The Future of Multicast – Lenny Giuliano, Distinguished Engineer @ Juniper Networks

Lenny Giuliano claims multicast is so easy and ubiquitous that even your Grandma uses it. Is that true? In this episode we talk about live streaming 4K video, AMT, multicast vs CDN and we even touch on LISP and IPv4/IPv6 transition. Multicast Menu website:

5 Replies to “The Future of Multicast – Lenny Giuliano, Distinguished Engineer @ Juniper Networks”

  1. Matthew Walster

    I’m afraid I have to vehemently disagree with the examples given. These are the three biggest issues I see:

    1. A “million simultaneous viewers” does not take down a CDN, and a 4K stream is nowhere near 40Mb/s even if that number of viewers was a huge issue. Many video CDNs approach that figure, and the biggest ones peak at several times that figure.

    2. Companies pay huge sums of money for the rights to stream sports. Most of that is recouped from advertising and subscription fees. Adverts are localised (so multiple streams are needed) and viewing the stream is not free because of those subscription fees so you need to add a DRM layer on top of the data feed, which has to be extremely tolerant of things like packet loss (especially in a wireless environment) because multicast is UDP and typically not able to retransmit like you get with a TCP stream. You can build “catch-up” services that provide missing packets on a separate stream but that is generally not realistic with live video at this scale.

    3. As well as having potentially hundreds or thousands of streams so you can have your regional advertising, you will also need alternative bitrates so that 4K can degrade to lower and lower bitrates until a reliable figure is obtained. You’re now talking about potentially tens of thousands of streams for a single program. Even with SSM you’re going to end up very limited as to the number of programs if you’re still using IPv4.

    With a deeply embedded CDN node, you get the benefits of multicast (one stream in, many streams out) with the added benefit of TCP, keeping the load off the backbone (close to the head end), and you don’t have to spend lots of time and effort ensuring that your downstream clients aren’t subscribed to feeds from the “wrong” region.

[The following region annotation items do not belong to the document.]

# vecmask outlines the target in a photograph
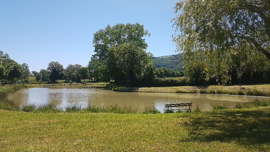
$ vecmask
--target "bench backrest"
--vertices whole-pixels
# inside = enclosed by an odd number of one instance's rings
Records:
[[[192,105],[192,103],[173,103],[172,104],[166,104],[165,105],[165,108],[175,107],[184,107]]]

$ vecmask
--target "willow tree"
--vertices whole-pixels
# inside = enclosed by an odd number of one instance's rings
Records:
[[[174,9],[172,40],[186,66],[204,61],[226,83],[232,54],[259,53],[270,61],[269,0],[182,0]]]

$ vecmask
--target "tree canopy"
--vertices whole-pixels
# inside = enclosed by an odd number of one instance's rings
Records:
[[[172,40],[186,65],[204,61],[224,83],[232,55],[270,60],[269,0],[182,0],[174,10]]]
[[[109,73],[116,82],[127,85],[151,80],[155,69],[152,56],[139,47],[129,44],[111,47],[106,56]]]
[[[139,23],[131,24],[117,23],[112,26],[110,25],[105,29],[100,29],[93,34],[93,46],[95,47],[95,56],[101,60],[106,57],[108,49],[124,43],[137,46],[142,49],[148,47],[144,36],[150,36],[147,30],[144,30],[143,25]]]
[[[64,67],[58,62],[52,61],[49,63],[47,70],[50,73],[49,76],[50,80],[52,82],[57,81],[64,76]]]

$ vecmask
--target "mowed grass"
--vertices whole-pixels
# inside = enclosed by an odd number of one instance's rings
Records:
[[[191,113],[0,110],[0,151],[269,151],[270,107]]]

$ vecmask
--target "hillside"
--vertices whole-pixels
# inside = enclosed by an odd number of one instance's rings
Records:
[[[184,65],[184,61],[181,60],[182,54],[170,56],[154,57],[152,59],[153,64],[158,68],[166,67],[175,71],[183,70]]]

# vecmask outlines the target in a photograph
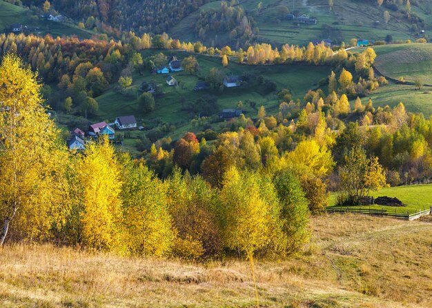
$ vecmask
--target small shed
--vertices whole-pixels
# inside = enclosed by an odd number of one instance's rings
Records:
[[[157,74],[169,74],[170,70],[168,69],[166,66],[161,66],[156,69],[156,72]]]
[[[23,30],[23,25],[19,23],[14,23],[10,25],[12,32],[21,32]]]
[[[239,87],[242,85],[242,77],[239,76],[226,76],[224,78],[224,85],[226,88]]]
[[[207,89],[208,89],[208,83],[205,81],[197,82],[195,86],[193,87],[194,91],[202,91]]]
[[[68,141],[68,147],[69,150],[84,150],[86,145],[84,141],[77,136],[73,136],[70,140]]]
[[[172,76],[168,76],[166,79],[166,84],[168,85],[177,85],[177,80]]]
[[[219,116],[222,120],[230,120],[234,118],[238,118],[240,115],[244,114],[245,110],[235,109],[224,109],[219,113]]]
[[[181,72],[183,70],[181,61],[180,60],[173,60],[170,61],[168,66],[171,72]]]
[[[119,127],[119,130],[137,127],[137,119],[133,115],[119,116],[114,123]]]
[[[357,41],[357,45],[358,47],[367,46],[368,45],[369,45],[369,41],[367,39],[360,39]]]

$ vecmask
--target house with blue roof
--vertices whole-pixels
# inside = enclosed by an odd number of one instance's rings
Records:
[[[368,45],[369,45],[369,41],[367,39],[360,39],[357,41],[357,45],[358,47],[367,46]]]
[[[84,141],[77,135],[72,136],[72,138],[68,141],[68,147],[69,150],[85,150]]]
[[[156,69],[156,72],[157,74],[169,74],[170,70],[166,66],[161,66]]]

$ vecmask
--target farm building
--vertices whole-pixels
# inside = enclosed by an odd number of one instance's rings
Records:
[[[194,91],[202,91],[208,88],[208,83],[205,81],[197,82],[195,87],[193,87]]]
[[[10,29],[12,32],[20,32],[23,30],[23,25],[19,23],[14,23],[10,25]]]
[[[88,134],[94,137],[99,135],[108,135],[110,139],[113,139],[115,136],[115,131],[105,122],[99,122],[88,127]]]
[[[367,39],[360,39],[357,41],[357,45],[359,47],[366,46],[369,45],[369,41]]]
[[[240,76],[226,76],[224,78],[224,85],[226,88],[239,87],[242,85],[242,77]]]
[[[84,150],[84,141],[77,136],[74,136],[68,141],[68,147],[69,150]]]
[[[114,123],[119,127],[119,130],[135,128],[137,127],[137,120],[134,116],[119,116]]]
[[[170,70],[168,69],[166,66],[161,66],[160,68],[157,68],[155,70],[157,74],[169,74]]]
[[[86,135],[86,134],[84,133],[84,132],[83,132],[81,130],[80,130],[79,128],[75,128],[72,133],[70,134],[72,136],[77,136],[77,137],[81,138],[81,139],[84,139],[84,136]]]
[[[173,60],[168,64],[171,72],[181,72],[183,70],[181,61],[180,60]]]
[[[330,39],[325,39],[322,40],[313,39],[311,42],[315,45],[320,45],[321,43],[324,43],[326,46],[331,47],[331,40]]]
[[[168,76],[166,79],[166,84],[168,85],[177,85],[177,80],[174,79],[172,76]]]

    Multicast has its uses, sure. Inter-domain multicast is used a lot in finance, yes. It is not suitable for the open internet with closed content.

    • Lenny Giuliano

      Matthew- thanks for the comments.
      1) The bitrates I mentioned are based on what I’ve found posted on the Internet. For 4k it came from Youtube ( If these numbers are not accurate, please let me know a better source for this info.
      2) Indeed, unicast streams can be used to insert ads, exchange decryption keys for access control, report user experience/audience size, etc, in conjunction with multicast delivering the actual video stream of interest.
      3) Likewise, different multicast groups can be used for different bitrates, so a receiver join different groups to switch to higher/low bitrates as needed based on the receiver’s throughput capabilities at any point in time.

  2. Koen Fredricks

    Dear. Mr. Lenny,

    Thank You for doing this podcast.
    I may want to be an engineer when I am older and what you have taught me in this podcast helped me learn about multicast and what it can do.

    Koen Fredricks

  3. Khang Le

    Hey Mr. Lenny,

    After listening to your amazing podcast, I now know that not only are you a great basketball coach, but you are a great engineer. I have learned so much from your podcast on multicasting. I may want to become an engineer one day and be just like you, so this podcast may help me one day. Although Matthew Walster disagrees with you, I on the other hand totally agree with you on all your points stated. You are clearly the alpha in the engineering world, and I want to become like you.